Join the normal table three algorithms (join one) nested loop join (Nested Loops join), sort Merge Join (Sort-merge join), and hash join (hash join) _hadoop

Source: Internet
Author: User
Tags joins
Refer to http://mysun.iteye.com/blog/1748473 one of the join series through Map-reduce


The opening of this series begins with a look at the more extensive and popular central join algorithms currently in use in the database before you mention using Map-reduce to implement joins. They are nested loops join (Nested Loops join), sort Merge Join (Sort-merge join), and hash join (hash join).
1. Nested loops Join
For each record in the Java code for r, each record s do if (R and S satisfies the join condition) in the R do for S will merge R and S, and then output end to end F Or
This join algorithm is simple to implement and can support any type of join condition. However, when the number of records contained in the two sets is larger, the performance drop is very severe, because the time complexity is O (m*n) for a set S of set R and M Records with N Records.
2. Sort Merge Join
To merge a sort join, you should use a more general algorithm, which is to first sort the two sets, for both the set P and Q that require a join, and the attributes that are used when the collection is sorted is the attribute that is required for the join. After sorting is complete, use the following algorithm to merge the two collections:
Java code   p∈p;q∈q;gq∈q   while q and Records  do       while  p.a  gq.b do            make GQ point to the next record in set Q         end while       while p.a ==  gq.b do           q = gq //found two entries to join.            while p.a == q.b do                 will record p and q join after output                 Q points to the next record in set Q             end while            Make P point to the next record in the set P        end while       gq =  q //record queries can be used to join Records    end while  
Suppose the records in the data set P and Q are as follows:
Set P:
A B ABC 1 ABC 2 ABC 9 ABC 8 ABC 0 ABC 3 ABC 5 ABC 7 ABC 4 ABC 6
Set Q:
C B def 5 def 6 def 9 def 4 def 6 def 3 def 8 def 8 def 4 def 5
We join the two data sets through column B, and we first need to sort the two sets on column B, and we get the following results:
Set P:
A B ABC 0 ABC 1 ABC 2 ABC 3 ABC 4 ABC 5 ABC 6 ABC 7 ABC 8 ABC 9
Set Q:
C B def 3 def 4 def 4 def 5 def 5 def 6 def 6 def 8 def 8 def 9
According to the algorithm, when you first find two records that can join, the position of the two record pointers to the set P and set Q is as shown in the following illustration:

After discovering that there are records that can join, the two records that P and Q point to will be join, depending on the algorithm. Then the output, then Q points to the next record, this time found that P and Q of the B-column value is not equal, according to the algorithm P will point to the next record, because this time P and Q point to the B-column value is equal, So the first two while loops in the algorithm are skipped, go straight into the third while loop, find a loop join a record with a B value of 4 in the set P and two records with the B column value 4 in set Q, and after the loop ends, p and Q point to the following figure:

The algorithm continues to execute, knowing that all records with a B-column value equal in both sets are join, and the algorithm ends.
3. Hash join
A hash join requires that one of the two data sets being join be loaded into the hash table of the memory.
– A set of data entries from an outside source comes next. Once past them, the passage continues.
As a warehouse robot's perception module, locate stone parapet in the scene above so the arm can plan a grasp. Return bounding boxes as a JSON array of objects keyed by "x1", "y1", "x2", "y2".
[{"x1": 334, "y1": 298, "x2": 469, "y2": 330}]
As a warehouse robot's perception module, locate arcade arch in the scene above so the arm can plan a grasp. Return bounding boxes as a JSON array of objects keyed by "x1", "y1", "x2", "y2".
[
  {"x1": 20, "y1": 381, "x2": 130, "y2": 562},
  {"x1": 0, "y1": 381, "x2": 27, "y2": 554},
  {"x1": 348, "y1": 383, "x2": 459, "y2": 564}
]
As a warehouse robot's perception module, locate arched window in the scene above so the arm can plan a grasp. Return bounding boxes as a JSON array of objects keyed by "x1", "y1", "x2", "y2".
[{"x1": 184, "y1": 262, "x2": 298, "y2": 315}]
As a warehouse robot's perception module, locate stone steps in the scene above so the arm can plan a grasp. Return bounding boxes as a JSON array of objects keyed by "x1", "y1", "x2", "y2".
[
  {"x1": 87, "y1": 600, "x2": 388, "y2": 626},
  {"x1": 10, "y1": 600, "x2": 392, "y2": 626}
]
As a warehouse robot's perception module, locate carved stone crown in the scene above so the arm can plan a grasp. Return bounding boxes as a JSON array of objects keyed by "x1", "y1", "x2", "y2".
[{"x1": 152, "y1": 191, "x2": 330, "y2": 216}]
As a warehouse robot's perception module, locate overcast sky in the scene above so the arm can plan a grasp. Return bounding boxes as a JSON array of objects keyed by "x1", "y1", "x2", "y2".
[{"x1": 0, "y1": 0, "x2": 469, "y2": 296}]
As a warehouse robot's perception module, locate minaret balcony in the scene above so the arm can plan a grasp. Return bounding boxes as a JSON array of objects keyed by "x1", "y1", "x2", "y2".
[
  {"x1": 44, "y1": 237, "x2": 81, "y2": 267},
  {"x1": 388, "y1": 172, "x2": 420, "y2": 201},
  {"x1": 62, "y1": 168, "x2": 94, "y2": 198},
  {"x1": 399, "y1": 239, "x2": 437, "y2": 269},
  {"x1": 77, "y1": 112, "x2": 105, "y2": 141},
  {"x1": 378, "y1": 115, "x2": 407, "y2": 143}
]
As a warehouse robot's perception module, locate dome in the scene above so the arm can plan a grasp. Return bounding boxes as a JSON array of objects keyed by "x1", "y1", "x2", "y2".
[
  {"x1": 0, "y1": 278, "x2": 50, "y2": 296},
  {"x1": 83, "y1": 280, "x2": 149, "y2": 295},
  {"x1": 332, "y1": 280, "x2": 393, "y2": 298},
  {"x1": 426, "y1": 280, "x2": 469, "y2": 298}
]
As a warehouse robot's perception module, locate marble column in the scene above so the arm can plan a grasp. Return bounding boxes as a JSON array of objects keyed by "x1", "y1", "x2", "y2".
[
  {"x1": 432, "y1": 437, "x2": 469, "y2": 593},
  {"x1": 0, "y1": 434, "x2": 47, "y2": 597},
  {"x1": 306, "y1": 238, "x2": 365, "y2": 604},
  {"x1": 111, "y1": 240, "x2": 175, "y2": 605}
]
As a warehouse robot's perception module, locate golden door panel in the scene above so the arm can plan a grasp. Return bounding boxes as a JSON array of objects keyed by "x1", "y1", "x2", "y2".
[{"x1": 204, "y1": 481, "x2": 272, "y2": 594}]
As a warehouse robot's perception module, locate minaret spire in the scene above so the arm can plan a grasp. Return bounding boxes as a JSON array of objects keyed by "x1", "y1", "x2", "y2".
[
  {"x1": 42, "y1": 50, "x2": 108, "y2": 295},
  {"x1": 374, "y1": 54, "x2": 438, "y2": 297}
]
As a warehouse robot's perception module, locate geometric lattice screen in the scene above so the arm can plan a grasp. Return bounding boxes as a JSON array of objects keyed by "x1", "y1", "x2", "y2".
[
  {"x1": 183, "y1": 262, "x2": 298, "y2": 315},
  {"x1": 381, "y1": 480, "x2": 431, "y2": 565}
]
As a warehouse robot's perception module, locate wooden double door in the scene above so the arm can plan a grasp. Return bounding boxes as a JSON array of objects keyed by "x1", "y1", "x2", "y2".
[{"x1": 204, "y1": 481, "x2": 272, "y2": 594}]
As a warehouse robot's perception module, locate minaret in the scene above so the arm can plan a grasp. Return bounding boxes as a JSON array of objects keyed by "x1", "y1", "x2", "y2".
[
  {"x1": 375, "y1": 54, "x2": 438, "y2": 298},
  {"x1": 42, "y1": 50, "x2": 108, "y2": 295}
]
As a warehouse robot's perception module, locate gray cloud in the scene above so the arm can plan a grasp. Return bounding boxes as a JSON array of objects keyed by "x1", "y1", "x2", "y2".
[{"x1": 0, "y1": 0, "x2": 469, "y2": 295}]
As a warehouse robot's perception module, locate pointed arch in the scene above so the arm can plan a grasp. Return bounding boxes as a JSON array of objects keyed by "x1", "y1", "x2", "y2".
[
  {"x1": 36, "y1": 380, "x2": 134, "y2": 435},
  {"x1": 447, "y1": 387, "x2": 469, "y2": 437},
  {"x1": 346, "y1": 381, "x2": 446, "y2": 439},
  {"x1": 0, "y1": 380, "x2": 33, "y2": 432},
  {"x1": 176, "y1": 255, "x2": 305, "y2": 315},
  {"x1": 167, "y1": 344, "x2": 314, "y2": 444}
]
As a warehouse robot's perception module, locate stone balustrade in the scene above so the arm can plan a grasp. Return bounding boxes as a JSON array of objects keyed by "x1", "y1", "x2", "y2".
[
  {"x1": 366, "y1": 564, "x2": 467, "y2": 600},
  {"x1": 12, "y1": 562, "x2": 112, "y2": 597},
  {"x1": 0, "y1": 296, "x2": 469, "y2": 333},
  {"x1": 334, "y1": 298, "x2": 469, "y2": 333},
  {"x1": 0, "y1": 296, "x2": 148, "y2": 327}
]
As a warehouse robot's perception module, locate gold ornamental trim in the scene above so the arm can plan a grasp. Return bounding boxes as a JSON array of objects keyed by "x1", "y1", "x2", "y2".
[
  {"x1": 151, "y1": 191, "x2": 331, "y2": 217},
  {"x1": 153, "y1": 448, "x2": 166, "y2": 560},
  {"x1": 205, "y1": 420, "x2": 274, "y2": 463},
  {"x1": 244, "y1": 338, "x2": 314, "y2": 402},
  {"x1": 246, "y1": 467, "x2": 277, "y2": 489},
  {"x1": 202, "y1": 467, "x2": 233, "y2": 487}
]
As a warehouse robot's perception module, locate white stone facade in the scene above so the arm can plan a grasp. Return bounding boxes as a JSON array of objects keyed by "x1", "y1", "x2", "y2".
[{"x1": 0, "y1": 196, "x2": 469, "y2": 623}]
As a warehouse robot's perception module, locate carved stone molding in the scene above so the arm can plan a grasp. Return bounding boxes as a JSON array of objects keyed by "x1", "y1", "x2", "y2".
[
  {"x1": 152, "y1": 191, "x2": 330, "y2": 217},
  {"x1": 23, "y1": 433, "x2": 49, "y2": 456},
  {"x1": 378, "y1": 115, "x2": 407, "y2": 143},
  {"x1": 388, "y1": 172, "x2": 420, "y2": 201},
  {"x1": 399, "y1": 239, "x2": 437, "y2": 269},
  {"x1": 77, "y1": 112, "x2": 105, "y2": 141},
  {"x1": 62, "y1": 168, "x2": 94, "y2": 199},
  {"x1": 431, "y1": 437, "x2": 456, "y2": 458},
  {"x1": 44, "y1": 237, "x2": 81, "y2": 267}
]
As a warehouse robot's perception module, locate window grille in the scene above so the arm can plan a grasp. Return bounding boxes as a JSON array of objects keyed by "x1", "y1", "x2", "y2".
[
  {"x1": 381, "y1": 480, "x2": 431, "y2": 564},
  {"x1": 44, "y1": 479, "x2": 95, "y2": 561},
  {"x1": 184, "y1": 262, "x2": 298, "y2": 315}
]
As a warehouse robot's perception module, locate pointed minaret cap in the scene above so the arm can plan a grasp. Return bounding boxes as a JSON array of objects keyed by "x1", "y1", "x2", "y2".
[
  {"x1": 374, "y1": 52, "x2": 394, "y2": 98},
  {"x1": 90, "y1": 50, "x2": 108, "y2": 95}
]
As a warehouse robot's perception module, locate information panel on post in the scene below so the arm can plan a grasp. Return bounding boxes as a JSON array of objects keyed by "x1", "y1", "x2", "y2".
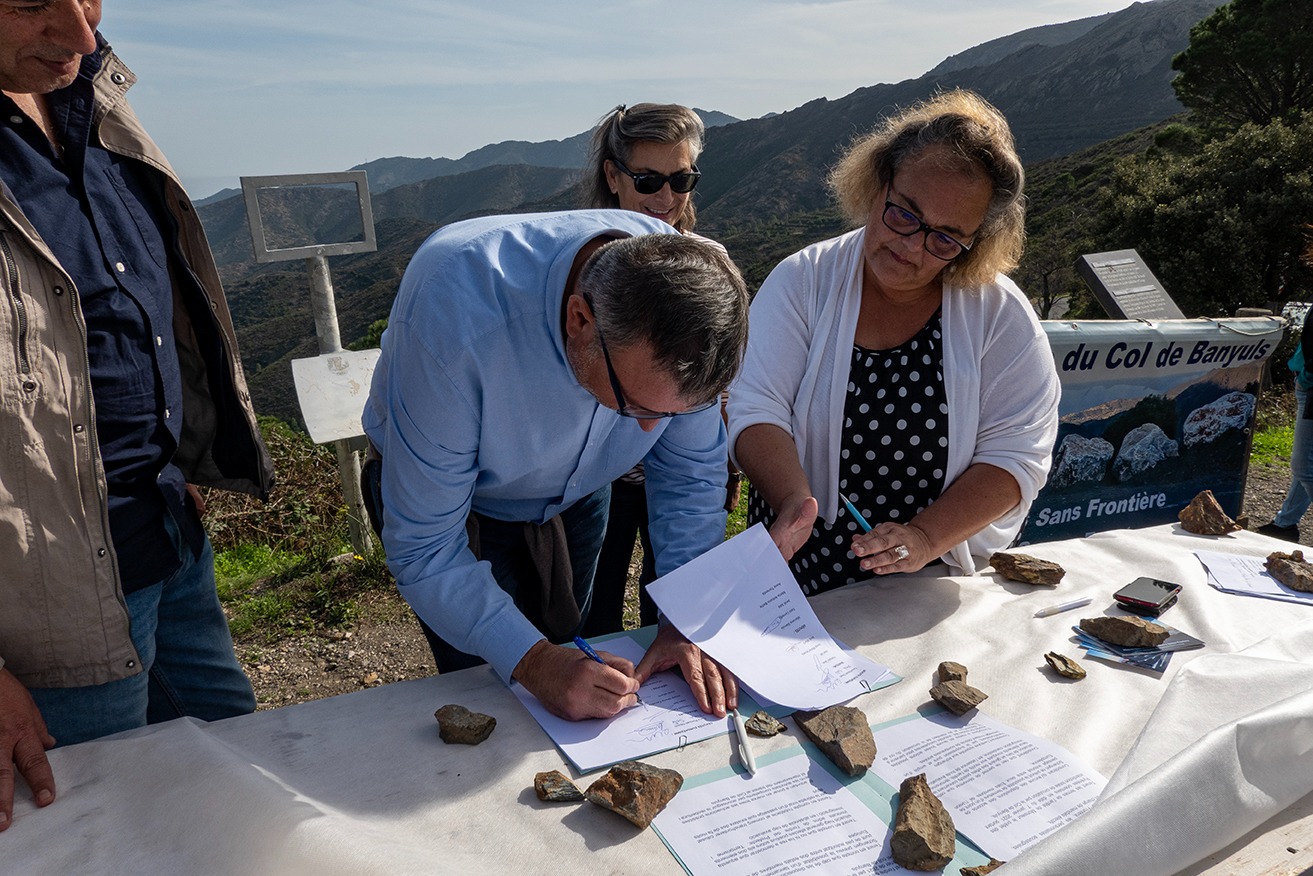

Therefore, this join method applies to the two data sets that are being join, a scenario where the amount of data in a collection is small and can be completely put into memory. The pseudo code for this join method is as follows, where there are two data sets, p and Q respectively, and the collection P data is small, and can be loaded into an in-memory hash table:
The records in the Java Code for collection p do put p in the in-memory hash table h in the end for set q in records Q do if h have records and Q in join conditions match p and Q as join exercises And then output the result to the end if
This join algorithm can also be used only for equivalent join operations. This is faster than sorting merge joins, but consumes a lot of memory.

Contact Us

The content source of this page is from Internet, which doesn't represent Alibaba Cloud's opinion; products and services mentioned on that page don't have any relationship with Alibaba Cloud. If the content of the page makes you feel confusing, please write us an email, we will handle the problem within 5 days after receiving your email.

If you find any instances of plagiarism from the community, please send an email to: info-contact@alibabacloud.com and provide relevant evidence. A staff member will contact you within 5 working days.

A Free Trial That Lets You Build Big!

Start building with 50+ products and up to 12 months usage for Elastic Compute Service

  • Sales Support

    1 on 1 presale consultation

  • After-Sales Support

    24/7 Technical Support 6 Free Tickets per Quarter Faster Response

  • Alibaba Cloud offers highly flexible support services tailored to meet your exact needs.